İçine koydukları kıyma ise yağsız, yüzde 100 dana eti. Kıyma yağlı olursa pişerken yağı erir, geriye hamur kalır diye...
Emrah Bey, iyi yemekte malzeme kalitesine dikkat çekerek toptan alışveriş yapmadıklarını, eve alır gibi kasaptan, manavdan malzeme aldıklarını anlatıyor.
Mantının üzerine de hafif bir margarin, biraz domates salçası ve kırmızı biberle sosunu hazırlıyorlar.
Pita'da, ev yemeklerinde her hafta değişen bir mönü sunuyorlar konuklarına. Kerevizli sulu köfte, kabak kalye, cuma günleri etli yaprak sarma, beyaz lahana zamanı zeytinyağlı lahana sarma özel yemeklerinden bazıları.

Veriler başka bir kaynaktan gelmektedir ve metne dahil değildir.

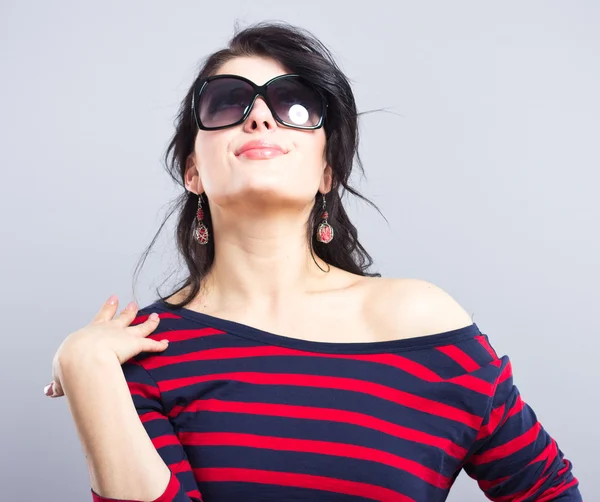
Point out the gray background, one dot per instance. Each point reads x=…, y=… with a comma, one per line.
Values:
x=487, y=173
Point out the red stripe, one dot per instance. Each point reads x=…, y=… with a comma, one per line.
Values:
x=484, y=342
x=162, y=315
x=323, y=483
x=165, y=440
x=505, y=374
x=548, y=454
x=152, y=415
x=459, y=356
x=329, y=414
x=141, y=389
x=512, y=446
x=567, y=463
x=411, y=367
x=553, y=492
x=487, y=485
x=349, y=384
x=171, y=491
x=473, y=383
x=313, y=446
x=496, y=417
x=184, y=334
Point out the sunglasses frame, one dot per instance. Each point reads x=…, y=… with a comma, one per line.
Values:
x=259, y=90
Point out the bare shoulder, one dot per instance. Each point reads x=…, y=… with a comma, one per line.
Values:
x=413, y=307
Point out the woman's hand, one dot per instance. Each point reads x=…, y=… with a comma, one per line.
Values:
x=105, y=336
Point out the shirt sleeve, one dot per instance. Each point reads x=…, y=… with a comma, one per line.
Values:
x=514, y=458
x=182, y=486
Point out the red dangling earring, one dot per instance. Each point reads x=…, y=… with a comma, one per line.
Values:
x=324, y=230
x=201, y=232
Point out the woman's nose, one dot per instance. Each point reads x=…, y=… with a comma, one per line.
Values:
x=260, y=116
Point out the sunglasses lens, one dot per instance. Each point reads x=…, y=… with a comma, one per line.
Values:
x=223, y=102
x=295, y=102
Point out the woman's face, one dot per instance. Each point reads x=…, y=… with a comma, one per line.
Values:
x=290, y=180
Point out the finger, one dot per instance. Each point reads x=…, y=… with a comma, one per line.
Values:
x=108, y=310
x=150, y=345
x=53, y=389
x=145, y=328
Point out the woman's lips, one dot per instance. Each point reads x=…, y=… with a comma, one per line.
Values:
x=261, y=153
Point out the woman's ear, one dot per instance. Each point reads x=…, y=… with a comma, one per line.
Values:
x=326, y=180
x=192, y=176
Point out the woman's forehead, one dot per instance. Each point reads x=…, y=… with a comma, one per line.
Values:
x=256, y=68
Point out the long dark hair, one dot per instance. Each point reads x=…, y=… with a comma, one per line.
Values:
x=300, y=52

Etli sarmanın tarifi de Emrah Bey'in anneannesinden kalmaymış. Erzurumlu oldukları için Erzurum'un meşhur yoğurt çorbasından da yapıyorlar.
Çorbada kullandıkları aşotu da Erzurum'dan geliyormuş. Hemen söyleyeyim, bu çorbanın yazın da soğuğu çok güzel oluyor ve serinletiyor.
Pita'nın ızgara çeşitleri arasından da köftelerini özellikle öneririm. Bir de değişik tatlıları var. Adı kabak pastası. Kabak püresi ve üzerine ev yapımı krema ile yapılıyor. Bir çeşit cheesecake'in kabaklısı gibi. Tabii balkabağı zamanı yapıyorlar sadece.
Pita'da yemekler, kalitesine oranla son derece ucuz diyebiliriz. Ev yemekleri 5 TL ile 7 TL arasında değişiyor. Mantının porsiyonu ise 7.5 TL.
Evlere ve işyerlerine servis de yapıyorlar. Tel: (0216) 450 48 92
Çoğunlukla İstanbul'un, azınlıkla başka şehirlerin mahalle aralarına hapsolmuş, keşfedilmemiş lezzetleri...
25 Nisan 2011 Pazartesi
Ceviz Kafe: Kadın eli değmiş şirin bir kafe
Beşiktaş Abbasağa Parkı'nda bir kadının işlettiği küçük ama sempatik bir mekân var... Hafta sonları sabahtan akşama kadar kahvaltı bulunan mekânda, o çevrede çalışanlar da öğlenleri ev yapımı lezzetli yemekler buluyor...
Hani mahallenizde, bir sokak içinde küçücük bir kafe ya da lokanta vardır da, mahalleli evde yemek yoksa "Bugün de bizim yerde takılalım," der.
Akşam eve giderken bir uğrar, ne var ne yok bakarsın oraya. Hatta en güzeli pazar sabah dışarıda kahvaltı etmek istediğinde evden fazla uzaklaşmadan, mahallenin kafesinde lezzetli bir menemen, bir kahvaltı tabağı yaptırırsın...
Ama orası sadece mahallelinin mekânıdır, o semtte popülerdir ve mahallenin sınırları dışında pek bilinmez...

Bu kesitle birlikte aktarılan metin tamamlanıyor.